AuxTel Recovery after Shutdown¶
Overview¶
This document describes to procedures necessary to recover the AuxTel systems from a major event. This might include a power shutdown, a major software upgrade, or a loss of network connectivity.
Precondition¶
These procedures should be applied any time the AuxTel systems are not operating normally. Not all procedures will need to be followed in every case, and the user should use judgement and only apply the recovery procedures to the systems that are not operating normally.
Post-Condition¶
After completing these procedures, the AuxTel systems should be operating normally. It is recommended to perform a full set of daytime checkouts after completing these procedures to confirm the recovery has been successful.
Procedure Steps¶
The recovery procedures here are divided into several sections:
Main ATCamera electronics and sensor readout cabinet recovery¶
The main ATCamera electronics and sensor readout cabinet is on the first floor, next to the chiller, and is shown in Figure 1. Figure 2 shows the inside of this cabinet after opening the door. After a loss of power or other major work, the chiller should start up, but there are typically two things that need to be done, as shown by the yellow arrows in Figure 2:
- The Pfeiffer vacuum gauge will stop reading and stop sending telemetry.
To reset it, press and hold the Up arrow key for 3 seconds. The display should then start reading a vacuum pressure and resume sending telemetry.
- The CryoCon temperature controller will stop controlling.
To resume control, press the Control button on the front panel. The blue light will come on. Typically, when first pressed, there is short Overtemp excursion and the blue light goes off. In this case press it again.
The goal is for the blue light to come on and stay on. It may take 2-3 tries for it to stay on.
ATMCS/ATPneumatics recovery¶
Often the ATMCS and ATPneumatics CSCs will fail to recover after a loss of power or a software upgrade. In this case the ATMCS/ATPneumatics cRIO needs to be rebooted. This is inside the main AT control cabinet on the first floor, shown in Figures 3 and 4.
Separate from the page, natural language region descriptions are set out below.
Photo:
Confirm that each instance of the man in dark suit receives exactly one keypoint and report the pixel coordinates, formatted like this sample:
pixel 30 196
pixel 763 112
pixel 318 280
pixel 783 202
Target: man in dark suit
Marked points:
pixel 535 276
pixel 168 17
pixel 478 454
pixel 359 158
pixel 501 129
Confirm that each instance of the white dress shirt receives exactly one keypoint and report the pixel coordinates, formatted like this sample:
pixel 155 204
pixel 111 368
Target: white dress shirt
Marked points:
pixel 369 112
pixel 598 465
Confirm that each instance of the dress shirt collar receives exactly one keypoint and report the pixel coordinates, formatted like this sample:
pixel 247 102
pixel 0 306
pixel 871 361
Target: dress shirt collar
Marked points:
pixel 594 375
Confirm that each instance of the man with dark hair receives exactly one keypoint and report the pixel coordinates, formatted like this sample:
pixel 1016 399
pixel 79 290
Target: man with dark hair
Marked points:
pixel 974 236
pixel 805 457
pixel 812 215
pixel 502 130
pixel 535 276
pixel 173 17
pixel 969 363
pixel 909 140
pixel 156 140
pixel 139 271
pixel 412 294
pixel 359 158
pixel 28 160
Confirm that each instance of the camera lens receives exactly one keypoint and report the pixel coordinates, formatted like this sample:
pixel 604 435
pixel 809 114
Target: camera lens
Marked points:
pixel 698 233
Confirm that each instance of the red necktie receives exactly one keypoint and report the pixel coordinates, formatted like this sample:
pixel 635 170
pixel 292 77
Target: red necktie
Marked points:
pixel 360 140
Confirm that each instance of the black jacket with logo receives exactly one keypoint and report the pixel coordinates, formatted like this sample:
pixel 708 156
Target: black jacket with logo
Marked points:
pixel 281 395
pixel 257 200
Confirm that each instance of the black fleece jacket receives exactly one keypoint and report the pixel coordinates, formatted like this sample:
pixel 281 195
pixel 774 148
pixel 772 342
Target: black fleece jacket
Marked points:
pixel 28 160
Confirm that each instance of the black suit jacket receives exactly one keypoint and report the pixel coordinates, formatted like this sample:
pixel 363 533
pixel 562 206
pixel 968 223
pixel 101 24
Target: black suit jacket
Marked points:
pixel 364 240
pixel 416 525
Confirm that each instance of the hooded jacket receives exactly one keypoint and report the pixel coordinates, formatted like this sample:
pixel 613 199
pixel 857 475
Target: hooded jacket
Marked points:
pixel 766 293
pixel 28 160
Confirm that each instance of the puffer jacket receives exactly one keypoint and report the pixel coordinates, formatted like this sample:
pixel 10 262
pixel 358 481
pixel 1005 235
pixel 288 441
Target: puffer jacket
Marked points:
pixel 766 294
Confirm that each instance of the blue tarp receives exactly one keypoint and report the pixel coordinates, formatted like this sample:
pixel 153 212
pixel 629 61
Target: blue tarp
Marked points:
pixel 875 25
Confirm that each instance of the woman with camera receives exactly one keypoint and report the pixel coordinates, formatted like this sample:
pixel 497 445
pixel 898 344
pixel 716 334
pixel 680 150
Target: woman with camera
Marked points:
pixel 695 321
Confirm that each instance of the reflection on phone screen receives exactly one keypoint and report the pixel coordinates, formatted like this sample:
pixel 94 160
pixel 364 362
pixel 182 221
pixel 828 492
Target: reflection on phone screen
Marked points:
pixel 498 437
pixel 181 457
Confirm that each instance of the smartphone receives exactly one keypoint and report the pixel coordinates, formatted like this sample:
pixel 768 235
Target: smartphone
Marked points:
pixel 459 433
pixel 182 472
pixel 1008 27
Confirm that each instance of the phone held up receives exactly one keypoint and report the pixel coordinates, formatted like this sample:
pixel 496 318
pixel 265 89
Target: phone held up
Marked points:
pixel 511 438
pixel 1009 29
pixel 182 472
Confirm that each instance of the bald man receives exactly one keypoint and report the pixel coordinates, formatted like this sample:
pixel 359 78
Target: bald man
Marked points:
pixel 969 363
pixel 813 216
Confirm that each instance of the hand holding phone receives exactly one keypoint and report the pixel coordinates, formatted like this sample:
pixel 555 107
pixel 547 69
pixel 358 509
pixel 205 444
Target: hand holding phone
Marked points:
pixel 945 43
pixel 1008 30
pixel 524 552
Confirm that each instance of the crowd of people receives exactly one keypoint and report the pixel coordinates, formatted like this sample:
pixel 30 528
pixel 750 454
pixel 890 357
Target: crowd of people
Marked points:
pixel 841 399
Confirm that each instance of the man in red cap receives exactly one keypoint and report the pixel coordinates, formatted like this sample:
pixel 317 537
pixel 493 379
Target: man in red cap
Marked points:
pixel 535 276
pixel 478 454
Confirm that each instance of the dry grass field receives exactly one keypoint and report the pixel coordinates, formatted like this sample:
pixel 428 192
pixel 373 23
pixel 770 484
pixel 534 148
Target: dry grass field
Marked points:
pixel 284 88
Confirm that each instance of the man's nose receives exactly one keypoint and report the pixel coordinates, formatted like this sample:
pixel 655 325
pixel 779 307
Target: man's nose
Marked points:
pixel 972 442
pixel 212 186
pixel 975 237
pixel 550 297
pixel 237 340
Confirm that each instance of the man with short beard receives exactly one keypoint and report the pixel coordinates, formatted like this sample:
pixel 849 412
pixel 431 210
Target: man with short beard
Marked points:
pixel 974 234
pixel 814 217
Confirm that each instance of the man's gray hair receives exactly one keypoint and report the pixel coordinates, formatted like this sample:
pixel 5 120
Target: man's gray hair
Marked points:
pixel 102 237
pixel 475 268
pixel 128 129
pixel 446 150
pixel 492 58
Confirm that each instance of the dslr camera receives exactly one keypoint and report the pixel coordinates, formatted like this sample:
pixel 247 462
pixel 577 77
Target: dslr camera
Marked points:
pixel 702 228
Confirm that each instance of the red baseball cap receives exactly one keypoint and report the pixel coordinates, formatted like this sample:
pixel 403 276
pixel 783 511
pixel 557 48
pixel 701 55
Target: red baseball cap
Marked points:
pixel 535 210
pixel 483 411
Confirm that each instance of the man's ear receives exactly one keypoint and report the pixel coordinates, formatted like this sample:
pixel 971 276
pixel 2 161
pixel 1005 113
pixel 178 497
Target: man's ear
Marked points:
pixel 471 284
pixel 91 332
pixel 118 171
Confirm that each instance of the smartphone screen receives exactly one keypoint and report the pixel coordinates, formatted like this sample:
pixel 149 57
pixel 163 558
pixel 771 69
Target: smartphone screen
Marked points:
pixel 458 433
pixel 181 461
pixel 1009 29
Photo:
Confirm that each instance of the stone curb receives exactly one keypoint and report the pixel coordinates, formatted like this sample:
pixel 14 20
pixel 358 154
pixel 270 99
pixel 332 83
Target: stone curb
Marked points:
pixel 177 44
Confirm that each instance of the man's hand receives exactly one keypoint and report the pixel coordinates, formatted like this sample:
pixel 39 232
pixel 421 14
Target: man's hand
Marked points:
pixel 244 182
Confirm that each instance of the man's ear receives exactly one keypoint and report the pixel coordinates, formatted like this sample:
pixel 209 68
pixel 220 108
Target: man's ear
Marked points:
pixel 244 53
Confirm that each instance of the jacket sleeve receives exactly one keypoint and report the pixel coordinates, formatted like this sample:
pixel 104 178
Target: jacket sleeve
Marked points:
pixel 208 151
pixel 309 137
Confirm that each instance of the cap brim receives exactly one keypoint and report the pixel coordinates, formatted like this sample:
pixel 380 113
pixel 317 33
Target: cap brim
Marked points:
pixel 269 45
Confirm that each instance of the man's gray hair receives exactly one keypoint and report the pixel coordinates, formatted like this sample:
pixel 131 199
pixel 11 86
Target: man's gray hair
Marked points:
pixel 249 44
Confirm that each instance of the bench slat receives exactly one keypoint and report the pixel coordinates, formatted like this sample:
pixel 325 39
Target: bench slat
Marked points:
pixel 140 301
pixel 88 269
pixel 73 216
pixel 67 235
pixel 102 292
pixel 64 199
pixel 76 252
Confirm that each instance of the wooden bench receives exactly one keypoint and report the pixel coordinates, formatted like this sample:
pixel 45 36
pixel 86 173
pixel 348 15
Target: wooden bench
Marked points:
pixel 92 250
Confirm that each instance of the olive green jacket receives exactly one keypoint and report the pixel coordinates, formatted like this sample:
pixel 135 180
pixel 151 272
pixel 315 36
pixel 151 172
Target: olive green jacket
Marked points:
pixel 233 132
Press the reset button briefly (less than 1 second). The yellow light on the cRIO should come on. When the yellow light goes out, the reboot is completed. The CSCs should then be recovered.
It is also possible to reboot this cRIO remotely by ssh into atmcs-crio.cp.lsst.org using the credentials in the 1Password vault and sending the restart command.
ATHexapod recovery¶
Sometimes the ATHexapod CSC does not recover from a major event. The ATHexapod controller is also located in the main AT control cabinet shown in Figure 3.
In the event of a failure of the ATHexapod CSC, power cycle the controller by turning it off, waiting approximately 1 minute, and turning it back on. The location of the power button is shown in Figure 5.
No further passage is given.